The peritoneal cavity may be subject to inflammatory reactions from surgery, parcentesis or laparoscopic exposure in cases were visceral organs had no known prior allergy    . Taking clinical etiology of ascites into consideration with sonogram analysis, frequency of iatrogenic laparotomy may be avoided. Difference in mean attenuation between trauma causing ascites and pathologic ascites was statistically significant; parallel to the assertion of Victor et al., (2015)  ; Hasan et al., (2015)  ; Laura et al., (2014)  ; Michael et al., (2014)  and Wei-Chon et al., (2014)   . When no definitive causative factor is the source of peritoneal fluid accumulation, bowel/urinary tract injury should be excluded. Focused attention needs to be paid to intestines (Figure 2) and visceral organs as hospital records may sometimes be incomplete, a variable we cannot control.

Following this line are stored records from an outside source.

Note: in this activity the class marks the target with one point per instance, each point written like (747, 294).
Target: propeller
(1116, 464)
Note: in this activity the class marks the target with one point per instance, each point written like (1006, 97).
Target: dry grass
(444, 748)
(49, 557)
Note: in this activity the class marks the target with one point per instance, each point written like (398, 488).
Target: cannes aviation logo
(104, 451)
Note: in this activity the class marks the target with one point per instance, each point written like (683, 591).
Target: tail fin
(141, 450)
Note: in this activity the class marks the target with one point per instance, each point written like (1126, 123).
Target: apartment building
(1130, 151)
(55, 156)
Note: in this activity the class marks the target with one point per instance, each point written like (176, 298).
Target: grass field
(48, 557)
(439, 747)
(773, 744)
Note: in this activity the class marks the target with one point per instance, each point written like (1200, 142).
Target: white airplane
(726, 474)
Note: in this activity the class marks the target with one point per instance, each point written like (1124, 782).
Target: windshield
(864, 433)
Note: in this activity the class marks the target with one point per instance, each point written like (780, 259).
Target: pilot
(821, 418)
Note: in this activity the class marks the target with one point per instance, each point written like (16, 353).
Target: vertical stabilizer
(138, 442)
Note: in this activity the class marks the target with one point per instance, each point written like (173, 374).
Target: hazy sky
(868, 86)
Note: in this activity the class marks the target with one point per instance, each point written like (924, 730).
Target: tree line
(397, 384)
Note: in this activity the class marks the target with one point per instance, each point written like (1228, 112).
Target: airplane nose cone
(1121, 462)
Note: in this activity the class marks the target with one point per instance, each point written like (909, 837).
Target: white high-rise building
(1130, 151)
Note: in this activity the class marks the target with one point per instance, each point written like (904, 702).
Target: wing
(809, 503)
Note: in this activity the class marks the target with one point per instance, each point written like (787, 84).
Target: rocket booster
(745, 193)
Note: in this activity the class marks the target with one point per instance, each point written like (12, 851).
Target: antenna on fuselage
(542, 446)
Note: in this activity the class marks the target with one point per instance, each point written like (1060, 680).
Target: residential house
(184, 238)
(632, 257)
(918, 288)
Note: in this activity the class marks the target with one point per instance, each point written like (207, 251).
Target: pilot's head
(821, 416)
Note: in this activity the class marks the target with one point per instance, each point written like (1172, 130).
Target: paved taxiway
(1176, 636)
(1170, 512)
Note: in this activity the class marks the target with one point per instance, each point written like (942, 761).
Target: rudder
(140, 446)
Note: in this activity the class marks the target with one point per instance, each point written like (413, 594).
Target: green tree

A major limitation is that grey scale ultrasound cannot distinguish between various types of body fluids (pus-exudate, blood, ascites, mucous etc). We believe the texture, density and properties of a fluid with respect to adjourning abdominal organs are important. However, this is where clinical knowledge is applied. There are no universally accepted way of ascitic fluid quantification, still debated amongst Sonologists and Internal Physicians. Patients are sometimes unreliable in keeping radiological appointments for scan (and ascitic quantification), thereby occasionally warranting estimates. It should be noted that real time ultrasound guided paracentesis (ascites drainage) is susceptible to a major complication; danger of hemorrhage into the peritoneal cavity.
Results revealed the most common causes of ascites in Nigerian patients were Pelvic Inflammatory Disease (PID), hepatitis, abdominal tuberculosis (TB), renal diseases, urinary bladder schistosomiasis, poly-cystic ovarian syndrome (PCOS), ovarian carcinoma, liver cirrhosis and cardiac ailments. Since ultrasound is non-invasive, economical and reliably differentiates between exudates and transudates by measuring the ascitic fluid volume, it is recommended to be the foremost imaging diagnostic modality for the above conditions. Physicians caring for critical bed-side patients should employ sonography as an indispensable tool to help facilitate a peritoneal-tap or paracentesis procedure as the case may apply.
Further studies incorporating Color Doppler ultrasonography (as opposed to monochrome grey-scale) should be recommended to exclude vascular leakage into ascitic pool.